Details that You Should Not Include in Your Resume

You may not know it but you might be divulging too much information on your resume. Instead of making you more marketable to employers, the information that you might be including in your CV can put you into a disadvantage.

Here are some details that you should leave off your resume:

That job a decade ago

Recruiters most likely won’t be interested on that job that you had more than 10 years ago. In most cases, these details are not actually useful unless it’s a very important job experience that will make you more marketable to employers.

All those part-time jobs

There’s nothing wrong in mentioning your part-time jobs but listing all of them in your resume is a big no-no. This may give recruiters the impression that you are having a hard time finding a stable job or that you are not serious in working full-time.

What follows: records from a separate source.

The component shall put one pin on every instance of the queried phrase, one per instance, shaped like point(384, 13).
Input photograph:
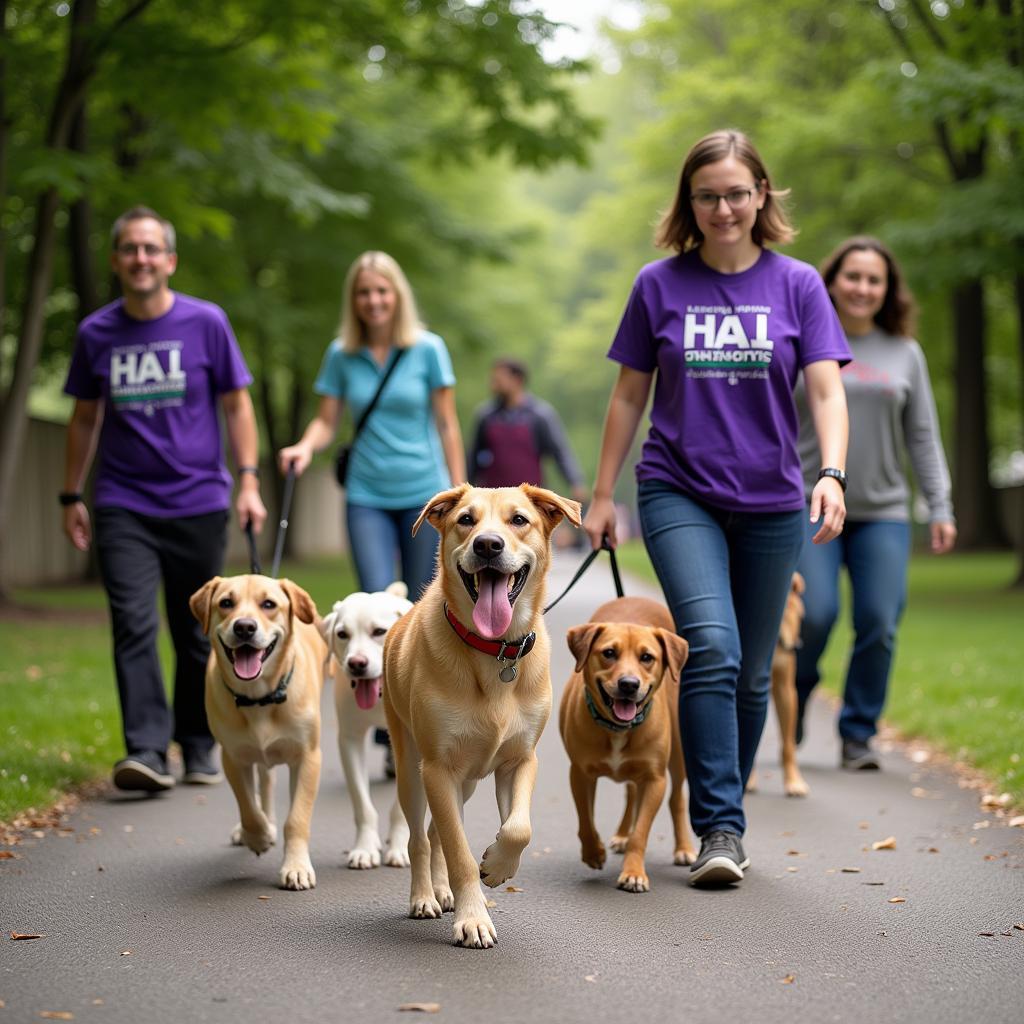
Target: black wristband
point(836, 474)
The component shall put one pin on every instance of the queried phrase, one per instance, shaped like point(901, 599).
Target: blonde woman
point(410, 446)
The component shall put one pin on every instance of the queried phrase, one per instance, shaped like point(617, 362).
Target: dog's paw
point(593, 855)
point(424, 906)
point(258, 842)
point(396, 856)
point(499, 863)
point(475, 931)
point(634, 883)
point(364, 859)
point(298, 876)
point(797, 786)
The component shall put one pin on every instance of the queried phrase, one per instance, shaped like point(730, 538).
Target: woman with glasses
point(892, 416)
point(721, 329)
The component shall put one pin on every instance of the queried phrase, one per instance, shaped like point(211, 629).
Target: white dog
point(354, 633)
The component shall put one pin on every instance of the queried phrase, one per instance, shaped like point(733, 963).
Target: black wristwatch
point(836, 474)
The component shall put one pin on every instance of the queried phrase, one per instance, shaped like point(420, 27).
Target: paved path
point(150, 915)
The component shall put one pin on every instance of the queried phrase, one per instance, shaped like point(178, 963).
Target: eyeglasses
point(737, 199)
point(127, 249)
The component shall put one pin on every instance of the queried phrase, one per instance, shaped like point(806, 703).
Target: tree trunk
point(974, 498)
point(83, 266)
point(1019, 288)
point(78, 70)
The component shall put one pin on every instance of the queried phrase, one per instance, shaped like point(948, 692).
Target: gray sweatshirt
point(892, 411)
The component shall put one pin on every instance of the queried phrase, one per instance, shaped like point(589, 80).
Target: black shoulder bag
point(344, 451)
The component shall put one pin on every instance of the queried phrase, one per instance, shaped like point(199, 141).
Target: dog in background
point(354, 633)
point(619, 719)
point(783, 690)
point(263, 684)
point(467, 691)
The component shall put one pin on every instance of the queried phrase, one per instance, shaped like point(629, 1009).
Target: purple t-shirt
point(727, 348)
point(160, 448)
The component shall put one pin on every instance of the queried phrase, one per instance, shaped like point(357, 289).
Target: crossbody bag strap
point(373, 401)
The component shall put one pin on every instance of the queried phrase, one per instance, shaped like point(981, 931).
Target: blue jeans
point(876, 556)
point(725, 577)
point(381, 540)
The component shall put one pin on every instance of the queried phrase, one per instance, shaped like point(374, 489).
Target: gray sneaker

Social networking accounts

Other than your LinkedIn profile, never include your social networking accounts like Facebook, Google+ or Twitter. You certainly don’t want to share with an employer how much you’re craving for a slice of cheesecake or how pissed off you are with your neighbor.


Your favorite pastimes are certainly not the most relevant information in your resume and it definitely won’t give you the edge over the most qualified applicants. Just because you like collecting postcards or fencing is your favorite sport doesn’t make you more qualified for a job position. Clearly it won’t make any emphasis on how good you are for the job so it is best to leave this off.


There are only a few jobs that would require you to use a photo. Modeling or acting careers are good examples but if you’re applying as a chemist or as a paleontologist then this might not be a necessity. Another reason is that recruiters could have the tendency to discriminate you based on your looks and not even look on your credentials. You surely don’t want to be a victim of that.

Company phone and email

Don’t even think of including your business phone or email in your resume as this could cost you your current job. You may not know it but your current employer might just be auditing your phone calls and email conversations so it’s best to stay out of the radar by not writing these details on your self-marketing document.

Political or religious views

Recruiters are also humans and if by chance the person reading your resume is against your political or religious views then there’s a probability that your application won’t be considered regardless of your skills and qualifications. Yes, discrimination is illegal but even if they did not accept your application based on these grounds, there’s no way to you to prove it.

Indeed it is true that enough information is needed for employers to see your potential as a candidate for a job position but it is also important for you to avoid such pitfalls that could cost you a job offer that would have been yours from the start. So what are you waiting for? Go revise that resume now!